Nein, momentan haben wir das System des «Unternehmens Armee», das sich an die Privatwirtschaft mit einem starken, exponierten CEO anlehnt, mit allen Vor- und Nachteilen. Das entspricht zwar nicht unbedingt dem föderalen, ausgleichenden, kompromissfähigen Prinzip, das in der Schweiz sonst fast überall gilt. Wenn sich die Führung auf eine Person konzentriert, gibt es jedoch auch einen klaren Entscheidungsweg und weniger Schnittstellen-Gerangel.
Ja, aber in der Armee spielt die Kontrolle wegen den politischen Abhängigkeiten besser als in der Privatwirtschaft. Nicht nur die Politik muss den CdA kontrollieren. Auch die Milizorganisationen stehen in der Pflicht, ihn zu begleiten. Der Chef der Armee ist kein Sonnenkönig.

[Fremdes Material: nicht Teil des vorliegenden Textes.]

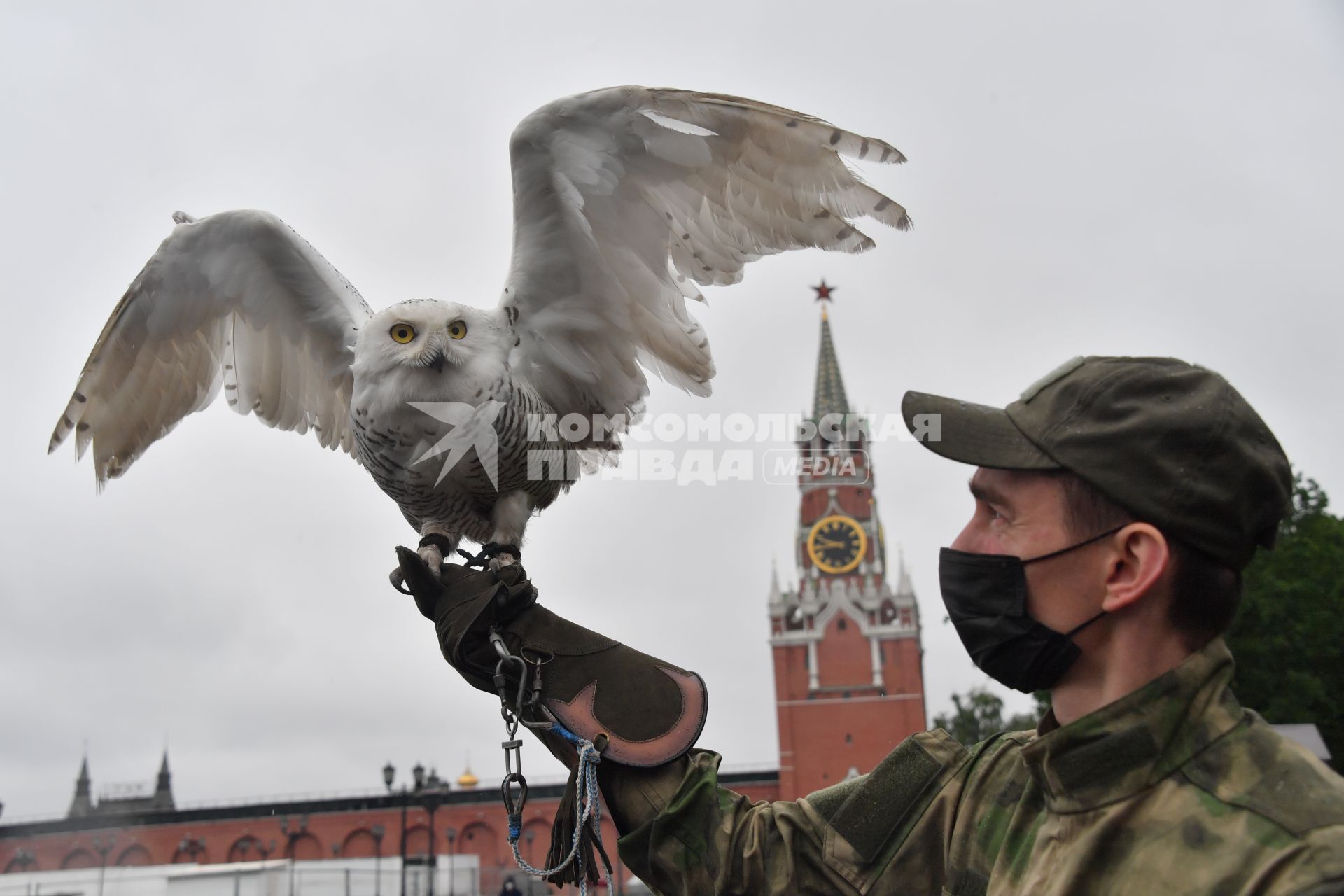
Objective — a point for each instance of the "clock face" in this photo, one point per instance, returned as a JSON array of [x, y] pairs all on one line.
[[836, 545]]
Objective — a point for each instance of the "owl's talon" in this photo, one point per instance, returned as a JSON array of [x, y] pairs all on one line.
[[433, 558], [493, 556]]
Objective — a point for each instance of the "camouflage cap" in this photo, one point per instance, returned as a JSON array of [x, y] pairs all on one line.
[[1171, 442]]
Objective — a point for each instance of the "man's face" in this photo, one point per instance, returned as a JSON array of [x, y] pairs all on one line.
[[1023, 514]]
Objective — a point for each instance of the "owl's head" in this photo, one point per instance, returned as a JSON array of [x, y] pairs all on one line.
[[429, 336]]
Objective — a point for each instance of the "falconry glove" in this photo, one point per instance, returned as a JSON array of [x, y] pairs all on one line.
[[647, 711], [634, 708]]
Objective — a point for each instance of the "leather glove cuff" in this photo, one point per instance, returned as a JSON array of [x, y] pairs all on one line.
[[648, 710]]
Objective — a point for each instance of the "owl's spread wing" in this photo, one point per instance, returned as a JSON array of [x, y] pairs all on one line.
[[235, 300], [624, 199]]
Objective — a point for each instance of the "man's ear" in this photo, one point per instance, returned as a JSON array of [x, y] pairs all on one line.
[[1139, 564]]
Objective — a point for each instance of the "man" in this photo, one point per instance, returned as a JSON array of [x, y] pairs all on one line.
[[1116, 504]]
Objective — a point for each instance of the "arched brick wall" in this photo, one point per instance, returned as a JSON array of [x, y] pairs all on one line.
[[305, 846], [359, 844], [134, 855]]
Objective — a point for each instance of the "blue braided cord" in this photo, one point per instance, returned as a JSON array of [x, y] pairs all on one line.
[[588, 806]]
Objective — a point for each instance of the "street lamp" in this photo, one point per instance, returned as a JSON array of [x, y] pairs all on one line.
[[388, 777], [451, 836], [244, 846], [378, 859], [102, 848], [433, 798]]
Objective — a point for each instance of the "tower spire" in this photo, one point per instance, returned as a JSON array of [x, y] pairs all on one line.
[[830, 397], [163, 786], [83, 804]]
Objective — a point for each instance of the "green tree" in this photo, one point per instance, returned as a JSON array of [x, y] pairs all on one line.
[[979, 713], [1289, 633]]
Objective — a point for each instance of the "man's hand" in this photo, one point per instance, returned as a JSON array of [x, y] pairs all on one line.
[[638, 710]]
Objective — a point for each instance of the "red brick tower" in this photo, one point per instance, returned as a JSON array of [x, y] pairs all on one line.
[[848, 668]]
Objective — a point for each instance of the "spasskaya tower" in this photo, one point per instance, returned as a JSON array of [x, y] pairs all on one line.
[[848, 668]]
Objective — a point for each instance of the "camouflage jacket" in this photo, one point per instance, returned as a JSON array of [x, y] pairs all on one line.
[[1172, 789]]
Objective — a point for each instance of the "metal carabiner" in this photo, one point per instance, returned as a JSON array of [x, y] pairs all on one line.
[[511, 806]]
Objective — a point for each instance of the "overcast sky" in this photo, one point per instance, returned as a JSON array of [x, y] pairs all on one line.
[[1151, 179]]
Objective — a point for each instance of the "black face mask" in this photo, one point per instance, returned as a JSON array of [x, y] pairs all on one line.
[[986, 596]]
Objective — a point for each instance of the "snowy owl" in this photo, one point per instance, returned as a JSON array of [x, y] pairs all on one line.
[[624, 200]]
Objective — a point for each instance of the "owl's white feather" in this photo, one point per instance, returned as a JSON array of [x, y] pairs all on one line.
[[235, 300], [624, 202], [624, 199]]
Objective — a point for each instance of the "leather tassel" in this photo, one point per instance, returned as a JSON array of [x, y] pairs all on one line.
[[562, 837]]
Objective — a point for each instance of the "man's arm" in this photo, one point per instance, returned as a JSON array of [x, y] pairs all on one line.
[[881, 833], [682, 832]]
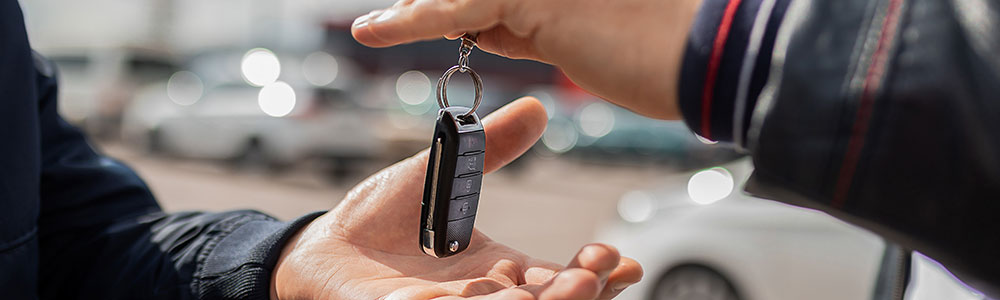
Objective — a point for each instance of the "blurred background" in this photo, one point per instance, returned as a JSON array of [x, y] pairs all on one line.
[[271, 105]]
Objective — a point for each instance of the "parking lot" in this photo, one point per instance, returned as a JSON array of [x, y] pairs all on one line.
[[547, 208]]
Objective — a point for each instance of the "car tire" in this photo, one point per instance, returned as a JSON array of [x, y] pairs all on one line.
[[694, 282]]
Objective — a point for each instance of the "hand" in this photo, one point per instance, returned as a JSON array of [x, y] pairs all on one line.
[[625, 51], [367, 247]]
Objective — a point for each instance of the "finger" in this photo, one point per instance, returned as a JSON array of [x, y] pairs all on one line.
[[512, 130], [575, 283], [505, 294], [598, 258], [410, 21], [626, 274]]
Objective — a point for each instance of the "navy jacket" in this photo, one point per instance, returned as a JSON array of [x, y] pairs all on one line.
[[884, 113], [76, 224]]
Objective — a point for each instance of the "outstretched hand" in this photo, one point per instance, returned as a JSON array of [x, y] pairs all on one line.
[[367, 247], [625, 51]]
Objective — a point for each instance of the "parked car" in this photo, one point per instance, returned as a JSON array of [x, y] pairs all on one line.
[[699, 237], [229, 123], [583, 125], [96, 84]]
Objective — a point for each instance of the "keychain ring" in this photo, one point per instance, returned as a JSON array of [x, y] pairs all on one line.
[[442, 89]]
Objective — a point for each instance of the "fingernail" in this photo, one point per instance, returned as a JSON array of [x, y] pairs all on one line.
[[385, 16], [362, 21], [618, 287]]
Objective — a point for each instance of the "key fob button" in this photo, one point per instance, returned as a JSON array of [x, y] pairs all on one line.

Als SOG-Präsident kann ich dazu nur sagen, dass die Amtsdauer eine zentrale Rolle spielt. Ein CdA sollte nicht zu lang auf seinem Posten bleiben. Bei uns in der Offiziersgesellschaft haben wir eine Amtszeitbeschränkung von fünf Jahren, nicht nur wegen des föderalen Prinzips, sondern auch wegen der ziemlich exponierten Position des SOG-Präsidenten, der – ähnlich wie der CdA für die Armee – für alles, was die Miliz betrifft, den Kopf hinhalten muss. Klar, das Amt des SOG-Präsidenten ist inhaltlich nicht mit demjenigen des CdA zu vergleichen. Ebenso wenig will ich eine Amtszeitbeschränkung des Letzteren fordern. Aber man könnte die Amtszeit des Chefs der Armee projektbezogen, also zeitlich fixiert definieren, damit er nicht in seinem Amt sitzenbleibt.
Er sollte ein, zwei Projekte durchziehen und dann abtreten. Der kommende CdA zum Beispiel könnte die Armeereform WEA bis 2022 abschliessen und das Projekt Air 2030 – also die Erneuerung der Luftverteidigung – einfädeln. Dann wäre es wieder Zeit für eine Ablösung.
Ja, das könnte ich mir vorstellen. Innert fünf Jahren sollte ein CdA einiges bewegen können.
(Zögert lange) Ich kann noch keine Namen nennen, da die Kriterien vielfältig sind und die Messlatte wie gesagt sehr hoch liegt. Nur so viel: Weil es der Beste sein sollte, wäre es gut, wenn die Findungskommission möglichst breit aufgestellt wäre und Frau Amherd auch die Meinung externer Stellen, zum Beispiel der Miliz, einholen würde.
Bei den höheren Dienstgraden ab Brigadier spielt der politische Aspekt im weitesten Sinn eine entscheidende Rolle für eine Wahl und Beförderung. Da üben etwa die Kantone einen gewissen Einfluss aus, und es geht oft auch um die Frage, ob die betreffende Person in das Umfeld passt, welches vom Chef geprägt wird. Gewisse Personalentscheide darf man tatsächlich hinterfragen – in der Armee nicht anders als in der Wirtschaft.
Es gibt Fälle, bei denen man sich mit Fug und Recht fragen kann, aufgrund welcher Kriterien da entschieden wurde, warum ausgerechnet dieser oder jener befördert wurde und warum vor allem auch gute Leute nicht weitergekommen und auf der Strecke geblieben sind.